Use of the adult developmental relationship in prescreening for developmental hazards

Abstract

The overwhelming majority of chemicals already in commerce or brought into use each year have not been evaluated for their potential to adversely affect in utero development. Data from those that have been evaluated thus far in pregnant laboratory animals establish that most, but not all, were no more hazardous to the conceptus than they were to adult homeostasis. Most did not need standard developmental toxicity testing because avoidance of adult toxic exposure levels would have precluded abnormal in utero development. The six general principles of teratology when modified, expanded, and placed into this type of context of contemporary developmental toxicology allow an updating of the present testing sequence which was devised prior to 1966.The developmental hazard index (A/D ratio) calculated from the adult and developmental NOELs of standard Segment II evaluations is predicted by in vitro means.
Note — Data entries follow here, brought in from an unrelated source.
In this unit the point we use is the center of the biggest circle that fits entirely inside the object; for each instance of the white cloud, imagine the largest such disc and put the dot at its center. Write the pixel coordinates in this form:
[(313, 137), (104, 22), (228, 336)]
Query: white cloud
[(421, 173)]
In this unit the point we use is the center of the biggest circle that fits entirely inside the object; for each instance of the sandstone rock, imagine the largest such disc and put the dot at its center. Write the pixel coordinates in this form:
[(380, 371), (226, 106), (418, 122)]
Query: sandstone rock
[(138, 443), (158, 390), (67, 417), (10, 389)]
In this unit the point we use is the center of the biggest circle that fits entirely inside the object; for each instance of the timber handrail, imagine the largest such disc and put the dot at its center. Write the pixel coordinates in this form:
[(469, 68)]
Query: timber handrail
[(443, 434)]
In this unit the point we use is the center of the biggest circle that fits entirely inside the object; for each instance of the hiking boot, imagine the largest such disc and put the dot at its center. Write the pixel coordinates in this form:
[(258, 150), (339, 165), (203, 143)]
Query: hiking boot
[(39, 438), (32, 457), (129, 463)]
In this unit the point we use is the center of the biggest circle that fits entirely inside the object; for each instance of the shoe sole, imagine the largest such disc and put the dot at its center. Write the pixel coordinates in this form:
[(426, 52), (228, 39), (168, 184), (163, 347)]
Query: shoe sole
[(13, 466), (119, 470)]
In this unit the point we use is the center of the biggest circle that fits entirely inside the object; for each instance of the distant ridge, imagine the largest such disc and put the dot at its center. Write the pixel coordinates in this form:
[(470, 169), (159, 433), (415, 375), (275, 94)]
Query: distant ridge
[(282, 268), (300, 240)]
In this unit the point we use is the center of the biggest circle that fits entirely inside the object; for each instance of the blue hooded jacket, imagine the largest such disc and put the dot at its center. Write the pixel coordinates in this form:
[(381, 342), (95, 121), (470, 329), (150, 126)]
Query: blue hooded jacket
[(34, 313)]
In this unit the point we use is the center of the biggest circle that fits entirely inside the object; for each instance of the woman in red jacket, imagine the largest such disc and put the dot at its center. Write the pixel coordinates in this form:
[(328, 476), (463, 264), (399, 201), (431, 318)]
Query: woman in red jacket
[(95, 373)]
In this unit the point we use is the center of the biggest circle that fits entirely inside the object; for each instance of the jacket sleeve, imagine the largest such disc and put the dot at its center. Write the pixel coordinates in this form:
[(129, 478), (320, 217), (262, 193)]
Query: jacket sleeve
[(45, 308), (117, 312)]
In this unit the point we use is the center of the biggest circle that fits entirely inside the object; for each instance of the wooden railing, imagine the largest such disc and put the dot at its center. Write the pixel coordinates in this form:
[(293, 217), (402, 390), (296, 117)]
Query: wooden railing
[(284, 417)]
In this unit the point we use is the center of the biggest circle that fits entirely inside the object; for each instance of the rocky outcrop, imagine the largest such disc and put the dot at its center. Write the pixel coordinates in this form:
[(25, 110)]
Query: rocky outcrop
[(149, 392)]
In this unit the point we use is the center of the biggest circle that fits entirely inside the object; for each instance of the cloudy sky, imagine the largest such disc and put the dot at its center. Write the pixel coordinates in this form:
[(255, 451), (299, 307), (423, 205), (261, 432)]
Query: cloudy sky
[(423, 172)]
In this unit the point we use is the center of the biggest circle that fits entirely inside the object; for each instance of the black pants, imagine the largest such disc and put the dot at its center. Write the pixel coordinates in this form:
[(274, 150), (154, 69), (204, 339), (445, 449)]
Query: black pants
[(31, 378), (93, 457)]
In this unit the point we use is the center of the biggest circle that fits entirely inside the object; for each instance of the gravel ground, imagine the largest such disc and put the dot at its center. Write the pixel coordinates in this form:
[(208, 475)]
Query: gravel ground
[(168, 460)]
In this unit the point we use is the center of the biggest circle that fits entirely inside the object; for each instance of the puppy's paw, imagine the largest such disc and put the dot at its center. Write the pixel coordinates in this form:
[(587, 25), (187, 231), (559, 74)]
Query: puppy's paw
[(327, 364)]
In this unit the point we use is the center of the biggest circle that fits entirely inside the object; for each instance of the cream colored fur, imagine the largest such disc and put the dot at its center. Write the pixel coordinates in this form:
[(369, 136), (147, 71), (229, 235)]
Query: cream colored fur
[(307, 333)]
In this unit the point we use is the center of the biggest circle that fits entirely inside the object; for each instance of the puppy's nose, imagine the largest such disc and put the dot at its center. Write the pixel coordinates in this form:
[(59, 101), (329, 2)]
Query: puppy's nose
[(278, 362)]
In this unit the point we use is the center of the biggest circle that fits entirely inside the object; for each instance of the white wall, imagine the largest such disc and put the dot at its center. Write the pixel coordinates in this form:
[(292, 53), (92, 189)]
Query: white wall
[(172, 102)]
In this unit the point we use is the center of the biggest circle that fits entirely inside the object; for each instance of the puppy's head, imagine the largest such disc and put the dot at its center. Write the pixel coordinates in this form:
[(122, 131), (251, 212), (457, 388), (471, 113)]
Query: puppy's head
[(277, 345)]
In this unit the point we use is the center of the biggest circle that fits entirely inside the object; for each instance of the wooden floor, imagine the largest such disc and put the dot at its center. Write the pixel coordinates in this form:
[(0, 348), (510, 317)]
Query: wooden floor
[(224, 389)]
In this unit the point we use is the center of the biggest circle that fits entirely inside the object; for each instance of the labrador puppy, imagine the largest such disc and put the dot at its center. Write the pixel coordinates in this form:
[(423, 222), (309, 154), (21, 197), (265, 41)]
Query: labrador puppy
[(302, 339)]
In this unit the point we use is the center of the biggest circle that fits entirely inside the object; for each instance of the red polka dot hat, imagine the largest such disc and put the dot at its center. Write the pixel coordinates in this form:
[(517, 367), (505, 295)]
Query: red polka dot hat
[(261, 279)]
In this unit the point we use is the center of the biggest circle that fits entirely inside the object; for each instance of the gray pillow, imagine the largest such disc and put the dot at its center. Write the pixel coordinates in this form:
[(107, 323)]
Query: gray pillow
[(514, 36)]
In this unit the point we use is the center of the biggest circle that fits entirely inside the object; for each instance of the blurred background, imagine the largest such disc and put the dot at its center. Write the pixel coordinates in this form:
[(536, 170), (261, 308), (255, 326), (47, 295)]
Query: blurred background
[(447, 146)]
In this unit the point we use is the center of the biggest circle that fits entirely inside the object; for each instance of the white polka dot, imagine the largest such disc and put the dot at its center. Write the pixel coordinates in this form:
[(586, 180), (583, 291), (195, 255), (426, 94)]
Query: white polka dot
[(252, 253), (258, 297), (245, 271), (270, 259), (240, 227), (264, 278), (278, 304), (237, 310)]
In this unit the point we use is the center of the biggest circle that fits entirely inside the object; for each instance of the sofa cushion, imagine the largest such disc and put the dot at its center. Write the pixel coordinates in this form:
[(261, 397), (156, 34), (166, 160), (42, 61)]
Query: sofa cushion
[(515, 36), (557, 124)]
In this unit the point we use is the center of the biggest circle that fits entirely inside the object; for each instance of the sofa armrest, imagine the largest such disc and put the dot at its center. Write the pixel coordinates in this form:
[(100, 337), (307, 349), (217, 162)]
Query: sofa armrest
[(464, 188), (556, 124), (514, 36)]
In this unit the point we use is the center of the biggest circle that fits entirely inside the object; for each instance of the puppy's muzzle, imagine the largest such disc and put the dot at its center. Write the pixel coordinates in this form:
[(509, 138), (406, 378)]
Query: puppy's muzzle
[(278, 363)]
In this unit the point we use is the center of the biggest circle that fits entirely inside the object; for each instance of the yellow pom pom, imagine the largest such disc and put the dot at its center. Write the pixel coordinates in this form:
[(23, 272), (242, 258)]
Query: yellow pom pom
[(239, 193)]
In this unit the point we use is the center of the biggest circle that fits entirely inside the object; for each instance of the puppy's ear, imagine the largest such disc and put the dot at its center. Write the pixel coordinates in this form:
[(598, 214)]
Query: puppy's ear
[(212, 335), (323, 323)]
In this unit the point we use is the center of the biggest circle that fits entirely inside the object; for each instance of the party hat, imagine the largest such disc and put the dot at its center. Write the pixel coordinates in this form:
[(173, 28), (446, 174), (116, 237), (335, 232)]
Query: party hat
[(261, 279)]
This determination, when coupled with adequate considerations of exposure can be used to prioritize chemicals for more elaborate developmental toxicity tests. Those chemicals with large ratios, i.e., disruptive of embryogenesis at treatment levels too low to produce overt effects in the mother and/or with significant concern regarding exposure, can be identified and tested in pregnant laboratory animals as high priority items. Those with low ratios and those for which there is a low level of concern regarding exposure potential also can be identified and are not high priority items for testing in pregnant animals. The proposed tier system establishes priorities of testing based on exposure and the concept of target organ toxicity applied to the embryo. It provides intensive in vivo evaluations of those chemicals for which developmental effects testing is most needed and avoids use of resources and animals for unnecessary testing of agents that do not pose threats to the conceptus.